I am trying to read a Big XLSX File. The Excel file has around 500K rows.I need to read col 2.

OPCPackage pkg;
pkg = OPCPackage.open("File path");
XSSFWorkbook myWorkBook = new XSSFWorkbook(pkg);
Sheet sheet = myWorkBook.getSheetAt(2);
Iterator<Row> rowIterator = sheet.iterator();
while (rowIterator.hasNext())
{
Row row = rowIterator.next();
if (row_num > ROW_ESCAPE) 
{
   Cell cell = row.getCell(2);
  if (!cell.getStringCellValue().toString().trim().isEmpty()) 
            {
                System.out.println(cell.getStringCellValue().toString());
            }
System.out.println("hi"+row_num);
        }
        row_num++;
 }

It prints till row 39723 After that it throws the below exception

Exception in thread "AWT-EventQueue-0" java.lang.OutOfMemoryError: Java heap space
at java.util.regex.Matcher.<init>(Matcher.java:225)
at java.util.regex.Pattern.matcher(Pattern.java:1093)
at org.apache.poi.xssf.usermodel.XSSFRichTextString.utfDecode(XSSFRichTextString.java:482)
at org.apache.poi.xssf.usermodel.XSSFRichTextString.getString(XSSFRichTextString.java:297)
at org.apache.poi.xssf.usermodel.XSSFCell.getStringCellValue(XSSFCell.java:262)
at Main.get_titles(Main.java:484)
at Main.analyze_Importsheet(Main.java:461)
at Main.but_sel_imp_sheetActionPerformed(Main.java:220)
at Main.access$000(Main.java:40)
at Main$1.actionPerformed(Main.java:85)
at javax.swing.AbstractButton.fireActionPerformed(AbstractButton.java:2022)
at javax.swing.AbstractButton$Handler.actionPerformed(AbstractButton.java:2348)
at javax.swing.DefaultButtonModel.fireActionPerformed(DefaultButtonModel.java:402)
at javax.swing.DefaultButtonModel.setPressed(DefaultButtonModel.java:259)
at javax.swing.plaf.basic.BasicButtonListener.mouseReleased(BasicButtonListener.java:252)
at java.awt.Component.processMouseEvent(Component.java:6533)
at javax.swing.JComponent.processMouseEvent(JComponent.java:3324)
at java.awt.Component.processEvent(Component.java:6298)
at java.awt.Container.processEvent(Container.java:2236)
at java.awt.Component.dispatchEventImpl(Component.java:4889)
at java.awt.Container.dispatchEventImpl(Container.java:2294)
at java.awt.Component.dispatchEvent(Component.java:4711)
at java.awt.LightweightDispatcher.retargetMouseEvent(Container.java:4888)
at java.awt.LightweightDispatcher.processMouseEvent(Container.java:4525)
at java.awt.LightweightDispatcher.dispatchEvent(Container.java:4466)
at java.awt.Container.dispatchEventImpl(Container.java:2280)
at java.awt.Window.dispatchEventImpl(Window.java:2746)
at java.awt.Component.dispatchEvent(Component.java:4711)
at java.awt.EventQueue.dispatchEventImpl(EventQueue.java:758)
at java.awt.EventQueue.access$500(EventQueue.java:97)
at java.awt.EventQueue$3.run(EventQueue.java:709)
at java.awt.EventQueue$3.run(EventQueue.java:703)

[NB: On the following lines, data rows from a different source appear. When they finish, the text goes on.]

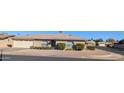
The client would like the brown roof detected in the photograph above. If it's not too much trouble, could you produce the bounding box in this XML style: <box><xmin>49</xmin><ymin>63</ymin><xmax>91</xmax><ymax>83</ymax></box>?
<box><xmin>0</xmin><ymin>34</ymin><xmax>14</xmax><ymax>40</ymax></box>
<box><xmin>12</xmin><ymin>34</ymin><xmax>86</xmax><ymax>40</ymax></box>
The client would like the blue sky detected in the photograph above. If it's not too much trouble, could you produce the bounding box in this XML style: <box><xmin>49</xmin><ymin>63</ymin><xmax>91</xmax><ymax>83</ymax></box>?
<box><xmin>1</xmin><ymin>31</ymin><xmax>124</xmax><ymax>40</ymax></box>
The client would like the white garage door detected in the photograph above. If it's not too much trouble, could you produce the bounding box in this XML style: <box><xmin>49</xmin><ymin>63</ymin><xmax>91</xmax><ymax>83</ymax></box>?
<box><xmin>13</xmin><ymin>41</ymin><xmax>33</xmax><ymax>48</ymax></box>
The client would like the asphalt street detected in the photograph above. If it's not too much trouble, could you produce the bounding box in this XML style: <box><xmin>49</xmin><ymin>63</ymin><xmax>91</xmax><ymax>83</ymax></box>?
<box><xmin>2</xmin><ymin>55</ymin><xmax>112</xmax><ymax>61</ymax></box>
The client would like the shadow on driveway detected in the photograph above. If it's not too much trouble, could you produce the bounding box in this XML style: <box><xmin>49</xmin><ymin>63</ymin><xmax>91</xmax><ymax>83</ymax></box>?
<box><xmin>3</xmin><ymin>55</ymin><xmax>112</xmax><ymax>61</ymax></box>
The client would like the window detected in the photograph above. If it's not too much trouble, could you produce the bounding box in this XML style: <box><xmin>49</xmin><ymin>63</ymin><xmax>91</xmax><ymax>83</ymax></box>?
<box><xmin>66</xmin><ymin>42</ymin><xmax>73</xmax><ymax>47</ymax></box>
<box><xmin>41</xmin><ymin>42</ymin><xmax>47</xmax><ymax>47</ymax></box>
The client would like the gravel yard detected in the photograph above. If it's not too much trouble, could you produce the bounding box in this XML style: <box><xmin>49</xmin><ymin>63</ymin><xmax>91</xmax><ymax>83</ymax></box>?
<box><xmin>0</xmin><ymin>48</ymin><xmax>123</xmax><ymax>60</ymax></box>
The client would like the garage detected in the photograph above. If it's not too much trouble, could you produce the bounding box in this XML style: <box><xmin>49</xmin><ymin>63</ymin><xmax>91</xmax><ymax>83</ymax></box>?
<box><xmin>13</xmin><ymin>40</ymin><xmax>33</xmax><ymax>48</ymax></box>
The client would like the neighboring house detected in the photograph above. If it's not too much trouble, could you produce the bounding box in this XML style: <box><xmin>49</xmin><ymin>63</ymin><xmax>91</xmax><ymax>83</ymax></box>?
<box><xmin>12</xmin><ymin>34</ymin><xmax>86</xmax><ymax>48</ymax></box>
<box><xmin>114</xmin><ymin>39</ymin><xmax>124</xmax><ymax>49</ymax></box>
<box><xmin>98</xmin><ymin>42</ymin><xmax>106</xmax><ymax>47</ymax></box>
<box><xmin>0</xmin><ymin>34</ymin><xmax>14</xmax><ymax>48</ymax></box>
<box><xmin>114</xmin><ymin>43</ymin><xmax>124</xmax><ymax>49</ymax></box>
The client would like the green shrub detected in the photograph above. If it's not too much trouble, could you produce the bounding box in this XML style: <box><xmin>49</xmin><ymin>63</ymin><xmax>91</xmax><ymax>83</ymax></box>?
<box><xmin>87</xmin><ymin>46</ymin><xmax>95</xmax><ymax>50</ymax></box>
<box><xmin>56</xmin><ymin>43</ymin><xmax>65</xmax><ymax>50</ymax></box>
<box><xmin>73</xmin><ymin>43</ymin><xmax>85</xmax><ymax>50</ymax></box>
<box><xmin>7</xmin><ymin>44</ymin><xmax>12</xmax><ymax>47</ymax></box>
<box><xmin>30</xmin><ymin>46</ymin><xmax>52</xmax><ymax>49</ymax></box>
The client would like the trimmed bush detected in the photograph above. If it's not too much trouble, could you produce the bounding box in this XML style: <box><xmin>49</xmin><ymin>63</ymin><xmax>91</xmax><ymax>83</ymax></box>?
<box><xmin>73</xmin><ymin>43</ymin><xmax>85</xmax><ymax>50</ymax></box>
<box><xmin>30</xmin><ymin>46</ymin><xmax>52</xmax><ymax>49</ymax></box>
<box><xmin>87</xmin><ymin>46</ymin><xmax>95</xmax><ymax>50</ymax></box>
<box><xmin>7</xmin><ymin>44</ymin><xmax>12</xmax><ymax>47</ymax></box>
<box><xmin>56</xmin><ymin>43</ymin><xmax>65</xmax><ymax>50</ymax></box>
<box><xmin>119</xmin><ymin>39</ymin><xmax>124</xmax><ymax>44</ymax></box>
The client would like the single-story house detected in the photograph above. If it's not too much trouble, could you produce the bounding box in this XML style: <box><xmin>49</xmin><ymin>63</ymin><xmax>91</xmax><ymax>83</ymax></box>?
<box><xmin>0</xmin><ymin>34</ymin><xmax>14</xmax><ymax>48</ymax></box>
<box><xmin>86</xmin><ymin>40</ymin><xmax>96</xmax><ymax>46</ymax></box>
<box><xmin>12</xmin><ymin>33</ymin><xmax>86</xmax><ymax>48</ymax></box>
<box><xmin>98</xmin><ymin>42</ymin><xmax>106</xmax><ymax>47</ymax></box>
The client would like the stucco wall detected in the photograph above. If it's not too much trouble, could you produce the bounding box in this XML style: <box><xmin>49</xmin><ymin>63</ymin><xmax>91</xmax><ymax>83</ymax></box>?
<box><xmin>0</xmin><ymin>38</ymin><xmax>12</xmax><ymax>47</ymax></box>
<box><xmin>13</xmin><ymin>40</ymin><xmax>33</xmax><ymax>48</ymax></box>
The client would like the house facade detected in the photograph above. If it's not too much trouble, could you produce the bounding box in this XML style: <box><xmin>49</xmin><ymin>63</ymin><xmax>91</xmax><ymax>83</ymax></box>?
<box><xmin>12</xmin><ymin>34</ymin><xmax>86</xmax><ymax>48</ymax></box>
<box><xmin>0</xmin><ymin>34</ymin><xmax>14</xmax><ymax>48</ymax></box>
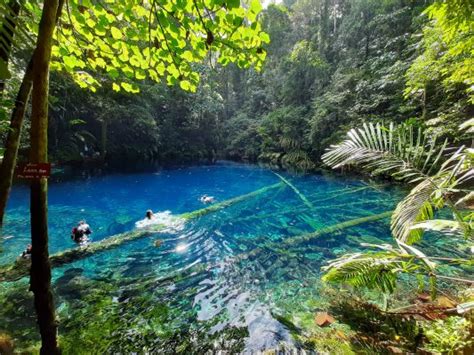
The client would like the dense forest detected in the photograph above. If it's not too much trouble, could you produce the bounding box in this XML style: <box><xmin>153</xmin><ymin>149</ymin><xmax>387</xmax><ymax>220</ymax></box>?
<box><xmin>0</xmin><ymin>0</ymin><xmax>474</xmax><ymax>354</ymax></box>
<box><xmin>3</xmin><ymin>0</ymin><xmax>473</xmax><ymax>170</ymax></box>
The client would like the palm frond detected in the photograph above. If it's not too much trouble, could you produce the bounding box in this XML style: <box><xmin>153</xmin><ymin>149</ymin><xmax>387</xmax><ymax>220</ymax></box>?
<box><xmin>322</xmin><ymin>123</ymin><xmax>447</xmax><ymax>182</ymax></box>
<box><xmin>322</xmin><ymin>251</ymin><xmax>403</xmax><ymax>293</ymax></box>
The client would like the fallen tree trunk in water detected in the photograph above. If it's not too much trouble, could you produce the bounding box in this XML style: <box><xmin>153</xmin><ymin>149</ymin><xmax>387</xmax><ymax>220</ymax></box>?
<box><xmin>0</xmin><ymin>183</ymin><xmax>284</xmax><ymax>282</ymax></box>
<box><xmin>274</xmin><ymin>172</ymin><xmax>314</xmax><ymax>208</ymax></box>
<box><xmin>236</xmin><ymin>211</ymin><xmax>393</xmax><ymax>260</ymax></box>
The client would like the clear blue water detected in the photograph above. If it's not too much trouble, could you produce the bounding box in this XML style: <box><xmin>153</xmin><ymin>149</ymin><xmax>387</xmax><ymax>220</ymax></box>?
<box><xmin>0</xmin><ymin>163</ymin><xmax>410</xmax><ymax>353</ymax></box>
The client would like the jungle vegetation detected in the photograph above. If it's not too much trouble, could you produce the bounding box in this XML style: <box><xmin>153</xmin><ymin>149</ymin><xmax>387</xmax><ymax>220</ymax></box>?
<box><xmin>0</xmin><ymin>0</ymin><xmax>474</xmax><ymax>354</ymax></box>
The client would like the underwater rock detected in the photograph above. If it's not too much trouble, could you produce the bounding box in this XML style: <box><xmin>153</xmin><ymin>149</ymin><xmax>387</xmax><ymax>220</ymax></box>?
<box><xmin>0</xmin><ymin>333</ymin><xmax>15</xmax><ymax>355</ymax></box>
<box><xmin>314</xmin><ymin>312</ymin><xmax>336</xmax><ymax>327</ymax></box>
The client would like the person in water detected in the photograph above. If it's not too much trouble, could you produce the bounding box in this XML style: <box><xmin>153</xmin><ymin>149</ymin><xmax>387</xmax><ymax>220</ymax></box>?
<box><xmin>199</xmin><ymin>195</ymin><xmax>215</xmax><ymax>203</ymax></box>
<box><xmin>21</xmin><ymin>244</ymin><xmax>32</xmax><ymax>259</ymax></box>
<box><xmin>71</xmin><ymin>221</ymin><xmax>92</xmax><ymax>243</ymax></box>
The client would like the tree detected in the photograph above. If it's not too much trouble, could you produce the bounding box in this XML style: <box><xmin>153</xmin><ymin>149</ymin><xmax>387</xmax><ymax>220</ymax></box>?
<box><xmin>30</xmin><ymin>0</ymin><xmax>63</xmax><ymax>354</ymax></box>
<box><xmin>323</xmin><ymin>120</ymin><xmax>474</xmax><ymax>304</ymax></box>
<box><xmin>5</xmin><ymin>0</ymin><xmax>269</xmax><ymax>354</ymax></box>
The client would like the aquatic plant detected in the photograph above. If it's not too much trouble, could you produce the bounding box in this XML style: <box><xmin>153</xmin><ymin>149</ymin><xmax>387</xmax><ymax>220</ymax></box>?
<box><xmin>423</xmin><ymin>317</ymin><xmax>474</xmax><ymax>354</ymax></box>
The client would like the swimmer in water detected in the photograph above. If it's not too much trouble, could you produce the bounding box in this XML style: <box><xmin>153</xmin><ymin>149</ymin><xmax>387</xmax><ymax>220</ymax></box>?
<box><xmin>145</xmin><ymin>210</ymin><xmax>154</xmax><ymax>219</ymax></box>
<box><xmin>21</xmin><ymin>244</ymin><xmax>32</xmax><ymax>259</ymax></box>
<box><xmin>71</xmin><ymin>221</ymin><xmax>92</xmax><ymax>244</ymax></box>
<box><xmin>199</xmin><ymin>195</ymin><xmax>215</xmax><ymax>203</ymax></box>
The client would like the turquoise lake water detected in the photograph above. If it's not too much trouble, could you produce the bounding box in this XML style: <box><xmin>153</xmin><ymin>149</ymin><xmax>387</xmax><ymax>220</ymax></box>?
<box><xmin>0</xmin><ymin>163</ymin><xmax>412</xmax><ymax>353</ymax></box>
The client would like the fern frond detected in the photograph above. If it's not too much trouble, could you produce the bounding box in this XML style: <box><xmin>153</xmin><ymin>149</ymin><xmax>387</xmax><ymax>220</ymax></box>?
<box><xmin>322</xmin><ymin>123</ymin><xmax>447</xmax><ymax>182</ymax></box>
<box><xmin>322</xmin><ymin>251</ymin><xmax>403</xmax><ymax>293</ymax></box>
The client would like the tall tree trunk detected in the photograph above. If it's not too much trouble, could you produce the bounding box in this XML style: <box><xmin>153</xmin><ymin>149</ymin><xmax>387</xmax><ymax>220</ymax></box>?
<box><xmin>0</xmin><ymin>0</ymin><xmax>20</xmax><ymax>97</ymax></box>
<box><xmin>30</xmin><ymin>0</ymin><xmax>62</xmax><ymax>355</ymax></box>
<box><xmin>318</xmin><ymin>0</ymin><xmax>330</xmax><ymax>58</ymax></box>
<box><xmin>100</xmin><ymin>117</ymin><xmax>107</xmax><ymax>161</ymax></box>
<box><xmin>0</xmin><ymin>59</ymin><xmax>33</xmax><ymax>228</ymax></box>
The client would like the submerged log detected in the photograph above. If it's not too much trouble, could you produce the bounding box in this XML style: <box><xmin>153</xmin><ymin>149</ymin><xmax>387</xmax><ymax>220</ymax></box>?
<box><xmin>0</xmin><ymin>183</ymin><xmax>283</xmax><ymax>282</ymax></box>
<box><xmin>236</xmin><ymin>211</ymin><xmax>393</xmax><ymax>260</ymax></box>
<box><xmin>274</xmin><ymin>172</ymin><xmax>314</xmax><ymax>208</ymax></box>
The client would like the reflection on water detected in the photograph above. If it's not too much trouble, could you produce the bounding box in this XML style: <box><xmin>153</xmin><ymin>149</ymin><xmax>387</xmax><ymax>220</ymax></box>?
<box><xmin>0</xmin><ymin>164</ymin><xmax>434</xmax><ymax>353</ymax></box>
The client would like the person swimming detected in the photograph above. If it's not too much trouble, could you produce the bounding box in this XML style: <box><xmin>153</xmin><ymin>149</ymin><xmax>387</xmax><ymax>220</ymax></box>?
<box><xmin>145</xmin><ymin>210</ymin><xmax>154</xmax><ymax>219</ymax></box>
<box><xmin>71</xmin><ymin>221</ymin><xmax>92</xmax><ymax>244</ymax></box>
<box><xmin>199</xmin><ymin>195</ymin><xmax>215</xmax><ymax>203</ymax></box>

Main.java:484=if (!cell.getStringCellValue().toString().trim().isEmpty()) If i remove that line and just print the row number, it works fine. I need help how to get the string value for col 2.

Upvotes: 9

Views: 24090

Answers (5)

N.Neupane
N.Neupane

Reputation: 291

This library is available from from Maven Central, and you can optionally install it yourself.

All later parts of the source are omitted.